Para Ariane Benedito, economista especialista em mercado de capitais, mais sinalizações de compromisso com a questão fiscal poderiam ser positivas para segurar a cotação do dólar, já que, para além do fiscal, a economia brasileira tem outros pontos positivos atualmente.

Até onde o dólar pode ir
Como mostrou o g1 nesta segunda-feira, o dólar pode tocar a barreira dos R$ 6, tendo em vista que os fatores que elevaram o câmbio nos últimos dias não foram resolvidos. Mas analistas do mercado não esperam que esse seja um patamar em que a taxa de câmbio vá permanecer por muito tempo.

As projeções do boletim Focus, por exemplo, são de um dólar a R$ 5,30 no final do ano. E nenhuma das analistas ouvidas pela reportagem nesta terça-feira considera uma boa opção comprar dólar agora para se proteger das altas.

"Quando o mercado está muito volátil, é sempre um momento de aguardar para entender as novas trajetórias que essas variáveis vão tomar", conclui Maria Luísa, da Nord.

Como o consumidor pode se proteger do aumento dos preços
André Colares, presidente da Smart House Investments, destaca que uma das principais pressões inflacionárias de um câmbio mais alto vem de alimentos. E algumas estratégias podem ser adotadas para que o consumidor tente desviar dos choques.

A dica mais importante, segundo o especialista, é priorizar as compras realizadas em supermercados de atacarejo no lugar de mercados menores, de bairros. Por terem uma quantidade muito maior de produtos, os atacarejos conseguem praticar preços menores e até repassar a inflação com menor intensidade.

Colares também aconselha o consumidor a estocar produtos não perecíveis, de modo a não sentir o avanço dos preços no mês a mês. Por exemplo: comprar pacotes de arroz e feijão para passar dois a três meses, em vez de apenas um.

Thiago Godoy, líder de educação financeira da Rico Investimentos, fala ainda sobre a estratégia de escolher o dia certo para realizar as compras, tendo em vista que os preços podem variar a depender da data. Segundo ele, a tendência é que os preços sejam maiores no começo do mês, quando as pessoas recebem o salário, do que próximo ao dia 15.

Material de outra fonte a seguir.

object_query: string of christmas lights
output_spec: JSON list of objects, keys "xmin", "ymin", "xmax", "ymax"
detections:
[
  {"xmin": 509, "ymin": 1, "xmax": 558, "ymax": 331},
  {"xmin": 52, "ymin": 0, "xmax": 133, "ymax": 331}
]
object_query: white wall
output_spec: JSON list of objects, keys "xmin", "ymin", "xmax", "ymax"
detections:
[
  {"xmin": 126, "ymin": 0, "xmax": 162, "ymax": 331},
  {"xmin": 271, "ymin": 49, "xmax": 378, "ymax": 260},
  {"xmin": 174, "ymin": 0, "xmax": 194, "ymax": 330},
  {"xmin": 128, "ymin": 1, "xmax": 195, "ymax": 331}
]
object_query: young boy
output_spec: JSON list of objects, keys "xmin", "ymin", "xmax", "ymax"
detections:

Antes de colocar isso em prática, porém, é importante fazer pesquisas de preço, que podem ser realizadas pela internet ou presencialmente nos mercados. Godoy recomenda que o consumidor confira os preços do produto que precisa comprar e anote em algum lugar de fácil acesso, para que seja possível checar sempre que necessário.

Assim, fica mais fácil — e mais efetivo — comparar quais locais e datas são mais vantajosos para fazer as despesas. Isso tudo é válido principalmente para os alimentos, mas as mesmas dicas também podem ser usadas para qualquer tipo de compra.